How are you developing the data literacy of a) your own organisation and b) your clients? 
I would say that my main efforts over the years have been to work on supporting professionalism. Creating environments where people can learn from one another, share best practice, keep up to date, challenge each other and create new solutions to complex challenges that arise around data, its use and its governance. 

 

How are you tackling the challenge of attracting, nurturing and retaining talent? 

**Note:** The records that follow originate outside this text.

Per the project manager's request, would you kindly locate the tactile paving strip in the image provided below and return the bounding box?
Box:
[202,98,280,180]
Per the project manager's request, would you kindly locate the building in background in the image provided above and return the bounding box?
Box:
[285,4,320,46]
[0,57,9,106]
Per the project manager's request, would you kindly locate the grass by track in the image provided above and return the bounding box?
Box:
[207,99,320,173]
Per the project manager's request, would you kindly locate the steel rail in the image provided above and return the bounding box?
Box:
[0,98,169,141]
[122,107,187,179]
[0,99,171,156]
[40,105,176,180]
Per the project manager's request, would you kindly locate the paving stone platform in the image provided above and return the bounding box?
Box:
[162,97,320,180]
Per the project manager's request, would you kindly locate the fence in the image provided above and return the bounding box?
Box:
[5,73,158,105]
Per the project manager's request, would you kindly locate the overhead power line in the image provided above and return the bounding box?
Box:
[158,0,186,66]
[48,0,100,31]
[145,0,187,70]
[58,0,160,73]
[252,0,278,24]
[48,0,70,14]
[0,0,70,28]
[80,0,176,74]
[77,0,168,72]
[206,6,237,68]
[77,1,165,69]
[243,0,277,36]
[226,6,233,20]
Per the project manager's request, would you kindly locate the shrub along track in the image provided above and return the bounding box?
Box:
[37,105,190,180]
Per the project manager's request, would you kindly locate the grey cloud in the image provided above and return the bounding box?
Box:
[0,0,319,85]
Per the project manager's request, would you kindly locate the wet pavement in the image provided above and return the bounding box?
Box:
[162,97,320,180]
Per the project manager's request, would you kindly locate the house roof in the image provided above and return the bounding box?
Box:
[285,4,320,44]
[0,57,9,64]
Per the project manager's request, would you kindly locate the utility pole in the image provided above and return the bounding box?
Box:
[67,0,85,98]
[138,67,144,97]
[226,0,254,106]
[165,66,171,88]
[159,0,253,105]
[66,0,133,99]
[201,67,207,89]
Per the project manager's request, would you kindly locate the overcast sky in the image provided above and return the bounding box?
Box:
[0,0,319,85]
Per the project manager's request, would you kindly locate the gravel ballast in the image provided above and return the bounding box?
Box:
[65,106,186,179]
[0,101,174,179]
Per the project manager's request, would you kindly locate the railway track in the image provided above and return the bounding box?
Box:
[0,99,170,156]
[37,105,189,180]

Historically the health and social care sector has been seen to be backward in its use of technology and, therefore, not seen as the first place for the brightest engineers and data scientists. That’s increasingly not true. We are using the same bleeding edge technology as the financial, industrial, and military sectors. Obviously, you can earn more money in private equity than you can in healthcare, but that is true for all our smartest doctors, nurses and managers. I didn’t go to medical school to get rich, I do what I do to try to make a difference. The challenge for health and care technology is to persuade the next generation of the best and brightest to believe what I believe, that by working in healthcare technology and informatics you can save lives and improve society.